Effects of the Coronavirus on Northeast Gas Supply and Demand

pipeline
Blog April 23, 2020

This blog continues our conversation about the effects of COVID-19 on Northeast power and gas markets from our recent analyst insight report. Check it out here.

The long-term impacts of COVID-19 lockdowns and the oil wars have plenty of implications for the gas market, impacting each region uniquely. The Northeast is no exception.

Since the lockdown was enacted in New York on March 20, overall demand in the Northeast has fallen as expected. Our pipeline data shows that overall demand per degree has fallen around 10% for New York and around 12% for New England since the lockdowns started. The demand curve for New York not only shows lower demand, but also a lower rate of consumption (lower slope). This confirms that while there is a baseload residential demand from shelter in place orders, commercial demand and industrial demand behind local distribution companies is being destroyed. Isolating residential and commercial demand in New England shows the same lower rates of consumption. Power data for both regions shows lower demand, but not lower rates of consumption.
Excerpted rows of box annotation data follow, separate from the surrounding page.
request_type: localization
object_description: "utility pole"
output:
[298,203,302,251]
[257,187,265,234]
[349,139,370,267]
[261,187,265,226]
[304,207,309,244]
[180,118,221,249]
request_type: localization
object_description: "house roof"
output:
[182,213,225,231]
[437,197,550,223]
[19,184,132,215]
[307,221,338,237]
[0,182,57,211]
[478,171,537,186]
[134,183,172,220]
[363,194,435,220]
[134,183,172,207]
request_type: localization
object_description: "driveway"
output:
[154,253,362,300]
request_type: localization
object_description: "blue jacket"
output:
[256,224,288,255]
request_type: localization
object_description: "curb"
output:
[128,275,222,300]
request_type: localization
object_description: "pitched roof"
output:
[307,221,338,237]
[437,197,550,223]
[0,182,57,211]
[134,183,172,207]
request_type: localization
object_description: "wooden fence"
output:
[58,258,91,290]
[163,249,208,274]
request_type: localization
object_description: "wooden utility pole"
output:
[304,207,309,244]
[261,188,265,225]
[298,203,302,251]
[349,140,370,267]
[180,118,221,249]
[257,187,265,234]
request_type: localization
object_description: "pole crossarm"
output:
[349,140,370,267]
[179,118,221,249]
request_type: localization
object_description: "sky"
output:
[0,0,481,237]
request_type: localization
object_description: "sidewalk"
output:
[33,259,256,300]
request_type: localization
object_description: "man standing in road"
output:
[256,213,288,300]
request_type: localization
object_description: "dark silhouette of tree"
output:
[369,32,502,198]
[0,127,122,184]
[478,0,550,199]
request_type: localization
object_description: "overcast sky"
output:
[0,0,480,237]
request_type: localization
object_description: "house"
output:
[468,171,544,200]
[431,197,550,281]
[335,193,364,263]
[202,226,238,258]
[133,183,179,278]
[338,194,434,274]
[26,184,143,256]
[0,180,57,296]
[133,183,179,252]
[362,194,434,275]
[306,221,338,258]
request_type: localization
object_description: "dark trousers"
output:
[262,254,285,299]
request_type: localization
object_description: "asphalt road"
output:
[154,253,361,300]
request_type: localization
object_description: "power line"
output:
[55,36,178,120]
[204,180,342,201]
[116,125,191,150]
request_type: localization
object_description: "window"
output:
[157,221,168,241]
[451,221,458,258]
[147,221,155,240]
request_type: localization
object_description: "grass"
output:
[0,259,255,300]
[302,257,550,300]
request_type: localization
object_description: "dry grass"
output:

Figure 1: New England total demand per degree for March 21 – April 30 year over year. Source: Genscape
Figure 1: New England total demand per degree for March 21 – April 30 year-over-year. Source: Genscape
Figure 2:  New York total demand per degree for March 21 – April 30 year over year. Source: Genscape Pipe Data
Figure 2:  New York total demand per degree for March 21 – April 30 year-over-year. Source: Genscape 

The fallout of the economic downturn is unprecedented, and there are no strong examples with recent data that show how quickly demand will return. It is difficult to say how permanent the demand destruction is. At the risk of being too obvious, the gas demand recovery will mirror the greater economic recovery, and bankruptcies or drastically altered consumption habits might affect the rate of demand recovery.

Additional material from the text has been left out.